Page MenuHomePhabricator

[Timebox 12hr] Investigation: applying copyvio for page review prioritization
Closed, ResolvedPublic

Description

In preparation for T193782, we need to think through how to apply copyright violation predications to pages awaiting review via AfC and NPP, specifically in the New Pages Feed interface.

There are several existing or former tools with varying methods of determining and surfacing likelihoods of copyright violation:

  • Earwig's Copyvio Detector: can use Google or Turnitin. Has an API.
  • CopyPatrol: uses Turnitin. Built by Community Tech team.
  • CorenSearchBot: defunct bot that automatically checked new pages for copyright violations and applied templates to violators. Used Yahoo search. More information here.

The following are relevant user stories that we should plan for, as of 2018-05-03:

  • As a reviewer, I need to be able to filter the New Pages Feed to likely copyright violations, corresponding to some pre-set cutoff of the copyvio likelihood score.
  • As a reviewer, I need to be able to sort the New Pages Feed by the copyvio score.
  • As a reviewer, I need a page's copyvio score to be displayed with its entry in the New Pages Feed list.
  • As a reviewer, I need to be able to click through to see more information about a copyright score, specifically the likely violating text and its source, similarly to how Earwig's Copyvio Detector and CopyPatrol currently work.
  • As a reviewer, I need all pages listed in the New Pages Feed to be sortable/filterable with copyvio, regardless of namespace.
  • As a reviewer, I need copyvio scores to be up-to-date with the latest revision of a page at all times.

If I (Marshall) can be helpful communicating with any of the external services (e.g. Google and Turnitin) to do this investigation, please let me know.

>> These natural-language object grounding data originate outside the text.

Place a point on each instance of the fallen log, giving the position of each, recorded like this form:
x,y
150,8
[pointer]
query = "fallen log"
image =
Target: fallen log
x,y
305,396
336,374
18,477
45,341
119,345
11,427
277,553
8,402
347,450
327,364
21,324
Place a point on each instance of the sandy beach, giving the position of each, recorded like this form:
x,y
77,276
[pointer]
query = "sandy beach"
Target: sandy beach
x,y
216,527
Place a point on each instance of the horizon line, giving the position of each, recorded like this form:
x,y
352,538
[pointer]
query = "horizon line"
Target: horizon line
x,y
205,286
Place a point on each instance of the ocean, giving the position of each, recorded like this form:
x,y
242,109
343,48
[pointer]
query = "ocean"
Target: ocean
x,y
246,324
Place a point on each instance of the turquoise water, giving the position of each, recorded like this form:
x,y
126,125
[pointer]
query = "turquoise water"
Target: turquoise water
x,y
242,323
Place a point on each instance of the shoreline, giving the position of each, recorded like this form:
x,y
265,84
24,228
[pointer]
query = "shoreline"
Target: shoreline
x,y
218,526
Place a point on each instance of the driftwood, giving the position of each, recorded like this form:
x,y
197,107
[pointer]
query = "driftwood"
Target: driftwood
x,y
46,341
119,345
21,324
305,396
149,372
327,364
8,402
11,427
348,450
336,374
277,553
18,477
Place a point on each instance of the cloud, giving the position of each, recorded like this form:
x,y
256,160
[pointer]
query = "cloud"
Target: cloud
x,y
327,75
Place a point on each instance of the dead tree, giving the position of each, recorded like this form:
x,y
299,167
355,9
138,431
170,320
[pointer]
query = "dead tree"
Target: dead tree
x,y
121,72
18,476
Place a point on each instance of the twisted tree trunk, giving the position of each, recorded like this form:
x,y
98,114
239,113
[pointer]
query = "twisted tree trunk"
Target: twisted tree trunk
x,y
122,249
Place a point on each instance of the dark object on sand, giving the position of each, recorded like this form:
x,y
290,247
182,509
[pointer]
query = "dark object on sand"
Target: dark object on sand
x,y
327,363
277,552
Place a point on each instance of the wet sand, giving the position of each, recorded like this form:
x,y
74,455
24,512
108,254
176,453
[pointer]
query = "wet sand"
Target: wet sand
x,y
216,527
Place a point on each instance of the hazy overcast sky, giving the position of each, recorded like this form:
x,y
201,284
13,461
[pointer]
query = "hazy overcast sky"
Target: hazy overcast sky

Some technical considerations that have been brought up so far in discussion of these user stories (though there are likely many more):

  • Will we run into usage limits for external services, like Google and Turnitin?
  • Will results be returned quickly enough to be reasonable?
  • What will happen if we score these models on the User namespace, which is currently accessible in the New Pages Feed?

Deliverables
  • Create list of Phab tickets for a rough implementation plan
  • Identify & document any dependencies and risks
  • Answer technical consideration questions above.

Related: T194541

Event Timeline

MMiller_WMF updated the task description. (Show Details)
TBolliger renamed this task from Investigation: applying copyvio for page review prioritization to [Timebox 12hr] Investigation: applying copyvio for page review prioritization.May 8 2018, 11:31 PM
TBolliger updated the task description. (Show Details)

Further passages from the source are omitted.